Healthy soils are vital not only for providing an environment for crop growth, they also store carbon and purify water, are an essential component of healthy ecosystems, and help prevent flooding and drought.
What are the main aspects to consider?
Soils are a dynamic complex of mineral and organic material (living and dead). Describing and measuring their characteristics has been a preoccupation of soil scientists for many decades. As a result, there are many measures – or indicators – of soil quality that scientists and growers use.
To provide a user-friendly system of soil health assessment to farmers, researchers at the Agriculture and Horticulture Development Board (AHDB) reviewed 45 biological, chemical and physical indicators of soil health, ranging from measurements of key nutrients to calculations of pore space (very important for water availability and microbial life). They then narrowed the list down to nine measures to include on a ‘scorecard’ that farmers could easily use to track the state of their soil and assess the impact of different practices.

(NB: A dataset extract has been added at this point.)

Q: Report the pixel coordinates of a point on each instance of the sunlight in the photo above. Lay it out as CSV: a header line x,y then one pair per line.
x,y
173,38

This scorecard provides us with an opportunity to engage students in a critical discussion of how and why we select indicators for environmental variables. Students then practice using some of these methods in the field.
What are the teaching methods?
When we teach students about soil health assessment, we practice three field methods to assess soil structure, biological activity and chemistry.
These involve a visual assessment of soil structure (known by the acronym VESS), earthworm counts, and pH testing. In addition, we use a ‘feel’ test to assess the soil texture: whether it is clay, loam, or sandy soil.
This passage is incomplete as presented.